Mommy Brain = A Better Brain
Yes, we’ve all heard and (most-likely) used the term, “mommy brain.” You know, when you’re toting around a newborn and do things like lock the keys in the car, drive away with your precious coffee ON TOP your car, or leave the dog tied in front of the store (yes, this actually happened to a friend of mine). We laugh and blame it on our Mommy Brain, but, new research shows that Mommy Brain is a good thing.
The article, which is on the American Psychological Association’s website, states that, “The researchers performed baseline and follow-up high-resolution magnetic-resonance imaging on the brains of 19 women who gave birth at Yale-New Haven Hospital, 10 to boys and nine to girls. A comparison of images taken two to four weeks and three to four months after the women gave birth showed that gray matter volume increased by a small but significant amount in various parts of the brain.

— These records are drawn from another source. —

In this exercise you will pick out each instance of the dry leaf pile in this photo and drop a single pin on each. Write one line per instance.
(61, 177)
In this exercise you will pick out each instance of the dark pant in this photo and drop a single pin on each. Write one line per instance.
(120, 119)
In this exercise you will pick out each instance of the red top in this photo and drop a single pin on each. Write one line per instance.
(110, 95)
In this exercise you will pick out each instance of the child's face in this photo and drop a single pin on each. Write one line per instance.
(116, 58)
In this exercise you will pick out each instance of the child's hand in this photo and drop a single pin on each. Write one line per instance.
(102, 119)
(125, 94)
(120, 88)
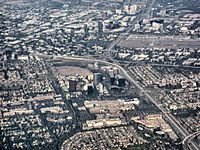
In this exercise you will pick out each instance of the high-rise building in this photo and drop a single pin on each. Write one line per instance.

In adults, gray matter volume doesn’t ordinarily change over a few months without significant learning, brain injury or illness, or major environmental change.” How’s that for coolness?
So what triggers this growing? Bonding with your baby. The study showed that those women who were happy, and “blissed out” with their new little bundle of joy had more significant brain growth. All the women in the study were breastfeeding, and none suffered from real postpartum depression. But for those moms who are unable to nurse, such things as skin-to-skin contact, lots of cuddling, and any other forms of constant contact also helped.
To further this finding, the doctors now plan to be studying adoptive mothers and their new babies–to see if the adoptive parents’ brains are growing as well. Which would mean that the actual act of giving birth isn’t needed in order to connect with a baby–something dads, grandparents, aunts and uncles already know.